Senate Bill 135 would order the state health cabinet to develop regulations to screen for postpartum and perinatal depression, and work with stakeholders to develop clinical assessment tools that would be available on the state’s website.
Republican Sen. Shelley Funke Frommeyer, of Alexandria, said therapy and other resources can be the difference between life and death for some pregnant people.
“We really understand that pregnant mothers and postpartum mothers will be less likely to suffer from pregnancy related depression and pregnancy related mental health with a greater emphasis on this need,” she said.
The Senate Committee on Family Services unanimously approved the bill on Thursday, making it eligible for a vote in the full Senate.
Kentucky has one of the highest mortality rates for pregnant people in the nation.
According to a report from the Kentucky Maternal Mortality Review Committee, 91% of maternal deaths in 2018 were "potentially preventable." The study attributed 8.4% of maternal deaths in the state to suicide and 128 were "accidental" deaths that didn’t clearly result from physical health complications.
Lawmakers have filed a slew of bills addressing maternal mental health amid concerns that many pregnancy related deaths in Kentucky are connected to behavioral disorders and substance use issues.
During a legislative hearing, clinical psychologist Ashley Belcher said mental health complications like postpartum mood disorders affect one in five women and are often not taken seriously.
“Everyone thinks that they’re just sad.
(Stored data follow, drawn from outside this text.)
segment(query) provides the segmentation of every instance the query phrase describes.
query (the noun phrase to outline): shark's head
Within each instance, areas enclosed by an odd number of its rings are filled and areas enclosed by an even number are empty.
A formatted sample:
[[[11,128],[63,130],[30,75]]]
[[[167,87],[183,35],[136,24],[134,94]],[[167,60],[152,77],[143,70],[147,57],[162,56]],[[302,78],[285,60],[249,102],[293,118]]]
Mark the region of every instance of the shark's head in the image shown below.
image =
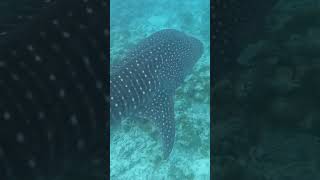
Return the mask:
[[[191,73],[193,66],[199,60],[203,53],[203,44],[199,39],[196,39],[192,36],[186,35],[184,39],[187,41],[187,46],[189,46],[188,50],[188,58],[185,58],[183,63],[183,75],[186,76]]]
[[[155,51],[153,55],[158,56],[157,61],[153,63],[161,63],[162,74],[168,75],[168,81],[173,77],[178,84],[192,72],[193,66],[203,53],[200,40],[175,29],[158,31],[152,34],[148,41],[150,47],[153,46],[150,49]]]

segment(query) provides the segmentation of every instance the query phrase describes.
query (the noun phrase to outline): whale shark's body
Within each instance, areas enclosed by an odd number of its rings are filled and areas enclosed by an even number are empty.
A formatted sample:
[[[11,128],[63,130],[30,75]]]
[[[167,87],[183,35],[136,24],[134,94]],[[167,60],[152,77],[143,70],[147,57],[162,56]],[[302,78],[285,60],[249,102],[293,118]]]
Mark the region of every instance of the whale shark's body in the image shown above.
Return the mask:
[[[120,63],[111,66],[111,122],[129,116],[153,120],[167,158],[175,139],[173,96],[202,52],[201,41],[173,29],[142,40]]]
[[[108,1],[1,1],[0,14],[0,180],[105,180]]]

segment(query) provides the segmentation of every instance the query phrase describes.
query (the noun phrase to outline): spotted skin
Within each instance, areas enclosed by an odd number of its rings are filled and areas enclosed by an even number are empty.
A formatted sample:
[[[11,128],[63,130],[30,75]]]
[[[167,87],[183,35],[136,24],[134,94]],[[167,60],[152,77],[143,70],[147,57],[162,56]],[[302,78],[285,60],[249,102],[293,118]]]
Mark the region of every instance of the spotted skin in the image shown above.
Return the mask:
[[[202,52],[198,39],[173,29],[142,40],[111,67],[111,121],[129,116],[153,120],[163,142],[164,158],[168,158],[175,139],[173,96]]]
[[[11,15],[0,25],[0,179],[105,179],[107,1],[7,4]]]

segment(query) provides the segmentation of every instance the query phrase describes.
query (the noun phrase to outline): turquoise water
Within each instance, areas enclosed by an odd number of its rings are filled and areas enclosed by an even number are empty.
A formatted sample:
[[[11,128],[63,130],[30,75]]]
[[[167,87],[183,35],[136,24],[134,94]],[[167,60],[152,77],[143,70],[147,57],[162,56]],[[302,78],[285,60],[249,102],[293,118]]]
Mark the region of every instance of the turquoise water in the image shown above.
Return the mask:
[[[111,0],[111,63],[141,39],[172,28],[204,44],[204,53],[175,95],[176,137],[168,160],[152,123],[124,120],[112,131],[111,179],[210,179],[209,0]]]

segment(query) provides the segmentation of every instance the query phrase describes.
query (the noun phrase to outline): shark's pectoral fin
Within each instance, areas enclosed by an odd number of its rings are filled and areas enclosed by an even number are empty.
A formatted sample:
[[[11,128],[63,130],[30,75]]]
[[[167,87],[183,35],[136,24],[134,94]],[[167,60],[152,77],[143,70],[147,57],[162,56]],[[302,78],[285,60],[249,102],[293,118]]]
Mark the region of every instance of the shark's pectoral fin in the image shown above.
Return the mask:
[[[157,93],[142,113],[144,117],[152,119],[158,127],[163,143],[164,158],[167,159],[175,139],[173,96],[165,92]]]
They aren’t aware of the magnitude of that depression or how deep it could go. It can be a silent suffering, and people don’t want to talk about it after they come out of it,” she said.
Postpartum depression is depression that occurs in the six months following pregnancy and delivery. If the condition goes untreated, it could lead to anxiety, mood disorders and suicidal ideation for the pregnant person and impaired cognitive development and behavioral issues for children.
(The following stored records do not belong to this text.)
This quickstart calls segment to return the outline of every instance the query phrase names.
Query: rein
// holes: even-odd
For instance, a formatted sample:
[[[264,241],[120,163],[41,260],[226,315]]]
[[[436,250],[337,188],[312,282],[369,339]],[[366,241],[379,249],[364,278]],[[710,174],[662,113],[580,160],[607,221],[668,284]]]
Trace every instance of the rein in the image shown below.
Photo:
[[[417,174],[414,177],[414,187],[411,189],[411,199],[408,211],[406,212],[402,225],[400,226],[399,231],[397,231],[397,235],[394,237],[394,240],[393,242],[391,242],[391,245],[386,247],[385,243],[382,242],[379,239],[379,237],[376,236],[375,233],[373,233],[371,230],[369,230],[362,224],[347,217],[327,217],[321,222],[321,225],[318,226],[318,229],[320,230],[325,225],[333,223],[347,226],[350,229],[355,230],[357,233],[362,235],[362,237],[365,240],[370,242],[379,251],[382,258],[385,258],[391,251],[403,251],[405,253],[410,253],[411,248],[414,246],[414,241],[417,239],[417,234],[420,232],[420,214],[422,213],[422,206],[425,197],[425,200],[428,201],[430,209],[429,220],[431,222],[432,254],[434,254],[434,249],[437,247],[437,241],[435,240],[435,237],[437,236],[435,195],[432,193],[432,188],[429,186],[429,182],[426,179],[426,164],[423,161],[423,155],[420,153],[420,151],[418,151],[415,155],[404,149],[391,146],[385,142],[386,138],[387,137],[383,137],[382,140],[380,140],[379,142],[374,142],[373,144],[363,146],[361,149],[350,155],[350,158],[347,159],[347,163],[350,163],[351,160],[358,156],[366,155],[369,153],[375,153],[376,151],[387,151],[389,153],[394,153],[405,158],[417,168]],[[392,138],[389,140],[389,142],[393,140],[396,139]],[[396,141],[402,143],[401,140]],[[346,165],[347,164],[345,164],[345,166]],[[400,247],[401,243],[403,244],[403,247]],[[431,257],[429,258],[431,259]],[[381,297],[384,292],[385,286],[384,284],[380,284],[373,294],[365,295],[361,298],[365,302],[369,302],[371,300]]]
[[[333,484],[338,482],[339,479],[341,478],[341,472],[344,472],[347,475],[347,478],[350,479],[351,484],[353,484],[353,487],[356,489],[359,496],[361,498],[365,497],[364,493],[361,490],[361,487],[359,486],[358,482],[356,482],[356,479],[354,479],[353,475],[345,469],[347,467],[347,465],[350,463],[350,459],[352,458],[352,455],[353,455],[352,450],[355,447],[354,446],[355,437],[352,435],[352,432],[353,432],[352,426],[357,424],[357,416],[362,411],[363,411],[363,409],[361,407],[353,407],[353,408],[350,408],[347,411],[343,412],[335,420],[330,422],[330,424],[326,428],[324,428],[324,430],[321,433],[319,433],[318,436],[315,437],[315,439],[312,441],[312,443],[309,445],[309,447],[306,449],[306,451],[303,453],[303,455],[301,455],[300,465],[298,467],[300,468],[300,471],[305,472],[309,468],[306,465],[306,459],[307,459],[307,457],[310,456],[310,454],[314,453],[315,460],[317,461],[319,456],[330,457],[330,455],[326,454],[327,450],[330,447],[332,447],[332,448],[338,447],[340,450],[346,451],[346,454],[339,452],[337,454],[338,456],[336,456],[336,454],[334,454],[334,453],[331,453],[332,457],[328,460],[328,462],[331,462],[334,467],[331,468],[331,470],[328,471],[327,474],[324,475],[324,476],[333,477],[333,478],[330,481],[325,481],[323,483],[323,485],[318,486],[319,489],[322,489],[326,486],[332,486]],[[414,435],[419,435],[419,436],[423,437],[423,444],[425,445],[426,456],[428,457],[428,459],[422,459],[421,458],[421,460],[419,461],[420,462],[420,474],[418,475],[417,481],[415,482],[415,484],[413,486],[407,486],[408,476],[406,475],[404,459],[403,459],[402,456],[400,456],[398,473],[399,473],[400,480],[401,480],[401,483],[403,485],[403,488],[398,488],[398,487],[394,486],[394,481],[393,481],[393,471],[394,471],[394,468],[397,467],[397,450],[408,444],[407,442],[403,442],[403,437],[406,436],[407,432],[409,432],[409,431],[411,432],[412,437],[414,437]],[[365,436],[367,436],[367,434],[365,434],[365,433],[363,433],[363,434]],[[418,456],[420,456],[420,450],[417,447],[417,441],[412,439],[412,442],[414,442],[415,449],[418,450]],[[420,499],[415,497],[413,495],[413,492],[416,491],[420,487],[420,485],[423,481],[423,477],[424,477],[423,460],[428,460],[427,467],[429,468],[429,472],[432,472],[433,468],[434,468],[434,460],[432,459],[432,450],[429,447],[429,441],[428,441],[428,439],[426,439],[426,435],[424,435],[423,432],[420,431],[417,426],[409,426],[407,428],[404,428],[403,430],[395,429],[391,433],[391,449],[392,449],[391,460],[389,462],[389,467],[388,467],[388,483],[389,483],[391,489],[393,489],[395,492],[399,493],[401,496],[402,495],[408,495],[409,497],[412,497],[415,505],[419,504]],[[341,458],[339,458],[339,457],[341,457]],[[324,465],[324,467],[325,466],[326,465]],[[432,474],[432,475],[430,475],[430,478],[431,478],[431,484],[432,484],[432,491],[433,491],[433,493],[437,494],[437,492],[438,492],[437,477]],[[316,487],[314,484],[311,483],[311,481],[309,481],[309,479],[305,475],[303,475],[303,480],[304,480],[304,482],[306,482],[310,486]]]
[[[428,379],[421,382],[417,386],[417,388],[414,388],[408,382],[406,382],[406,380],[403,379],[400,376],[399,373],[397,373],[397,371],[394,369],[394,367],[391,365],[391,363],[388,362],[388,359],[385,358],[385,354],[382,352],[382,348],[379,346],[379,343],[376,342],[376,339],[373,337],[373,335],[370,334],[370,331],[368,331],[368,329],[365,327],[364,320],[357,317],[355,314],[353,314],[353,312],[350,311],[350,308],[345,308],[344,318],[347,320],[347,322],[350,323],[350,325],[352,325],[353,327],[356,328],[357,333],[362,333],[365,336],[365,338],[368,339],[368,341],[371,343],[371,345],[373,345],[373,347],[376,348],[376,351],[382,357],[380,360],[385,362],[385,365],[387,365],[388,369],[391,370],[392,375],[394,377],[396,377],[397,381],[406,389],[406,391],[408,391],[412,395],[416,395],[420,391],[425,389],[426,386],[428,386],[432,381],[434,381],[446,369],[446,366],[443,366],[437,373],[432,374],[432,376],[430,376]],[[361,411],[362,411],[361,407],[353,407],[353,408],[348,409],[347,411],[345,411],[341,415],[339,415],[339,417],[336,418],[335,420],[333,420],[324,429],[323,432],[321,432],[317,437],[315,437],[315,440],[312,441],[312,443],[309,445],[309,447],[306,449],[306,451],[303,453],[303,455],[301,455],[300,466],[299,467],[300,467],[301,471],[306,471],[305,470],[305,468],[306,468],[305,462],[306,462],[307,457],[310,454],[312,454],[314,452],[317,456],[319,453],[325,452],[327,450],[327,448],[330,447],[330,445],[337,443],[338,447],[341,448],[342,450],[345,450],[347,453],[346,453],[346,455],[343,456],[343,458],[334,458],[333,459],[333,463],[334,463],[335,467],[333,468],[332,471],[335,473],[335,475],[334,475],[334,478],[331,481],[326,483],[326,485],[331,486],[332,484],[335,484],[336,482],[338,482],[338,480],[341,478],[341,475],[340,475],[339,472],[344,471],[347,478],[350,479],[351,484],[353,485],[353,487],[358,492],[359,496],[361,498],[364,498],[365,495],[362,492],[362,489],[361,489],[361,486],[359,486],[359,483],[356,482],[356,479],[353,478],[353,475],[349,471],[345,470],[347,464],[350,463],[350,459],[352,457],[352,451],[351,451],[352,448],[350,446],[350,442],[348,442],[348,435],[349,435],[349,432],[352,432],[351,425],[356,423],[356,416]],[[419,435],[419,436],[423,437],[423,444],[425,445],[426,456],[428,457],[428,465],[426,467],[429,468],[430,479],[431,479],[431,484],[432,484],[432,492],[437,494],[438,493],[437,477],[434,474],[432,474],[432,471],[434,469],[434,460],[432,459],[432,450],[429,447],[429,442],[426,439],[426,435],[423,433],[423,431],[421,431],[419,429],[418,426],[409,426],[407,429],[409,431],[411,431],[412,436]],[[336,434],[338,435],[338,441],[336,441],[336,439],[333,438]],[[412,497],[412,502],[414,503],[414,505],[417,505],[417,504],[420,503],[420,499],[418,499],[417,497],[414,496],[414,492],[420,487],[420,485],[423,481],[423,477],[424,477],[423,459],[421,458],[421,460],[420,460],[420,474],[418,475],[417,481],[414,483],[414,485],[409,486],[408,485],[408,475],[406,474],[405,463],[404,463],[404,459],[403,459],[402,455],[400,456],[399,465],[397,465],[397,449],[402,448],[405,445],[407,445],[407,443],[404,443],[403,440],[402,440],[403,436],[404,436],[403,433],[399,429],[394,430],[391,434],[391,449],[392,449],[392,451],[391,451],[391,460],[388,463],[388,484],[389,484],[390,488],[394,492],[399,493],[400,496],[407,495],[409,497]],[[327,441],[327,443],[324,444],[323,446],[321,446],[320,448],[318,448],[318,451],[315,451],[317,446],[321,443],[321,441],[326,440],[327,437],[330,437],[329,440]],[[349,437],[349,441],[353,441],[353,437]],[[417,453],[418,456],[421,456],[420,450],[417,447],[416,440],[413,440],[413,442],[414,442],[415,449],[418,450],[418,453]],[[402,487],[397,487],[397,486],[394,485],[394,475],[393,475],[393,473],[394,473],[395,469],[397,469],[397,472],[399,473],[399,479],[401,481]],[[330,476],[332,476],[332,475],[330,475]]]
Experts say perinatal depression, which is depression that occurs during the pregnancy, is often overlooked while talking about maternal mental health.
Belcher said postpartum and perinatal depression doesn’t just affect the pregnant person, it also hurts their partners.
“There’s an undeniable amount of adjustment to be done to become a parent, and the stress of that triggers depression and anxiety in fathers too,” she said.
Christina Libby, a health outreach navigator with Kentucky Voices for Health, said her experience as a mother with postpartum depression made her realize how tough it was to find a medical provider who affirmed her struggles.
“It was unfortunately difficult to find anybody who both took my insurance and specialized in maternal mental health. If the time after bringing a new baby into your life is anything, it is a time of healing, and not just for your body,” she said.
Lawmakers are considering several bills this year related to maternal health, including:
- House Bill 233, which would address mental health disparities in perinatal care.
- House Bill 281,which would provide Medicaid coverage for new parents struggling with postpartum depression.
- House Bill 269, which would provide depression screenings for parents.
- House Bill 274, which would provide information on perinatal and postpartum depression as part of a voluntary statewide home visitation program.
- House Bill 268, which would create a Perinatal Advisory Committee to provide evidence based treatment guidelines on treating perinatal mood disorders.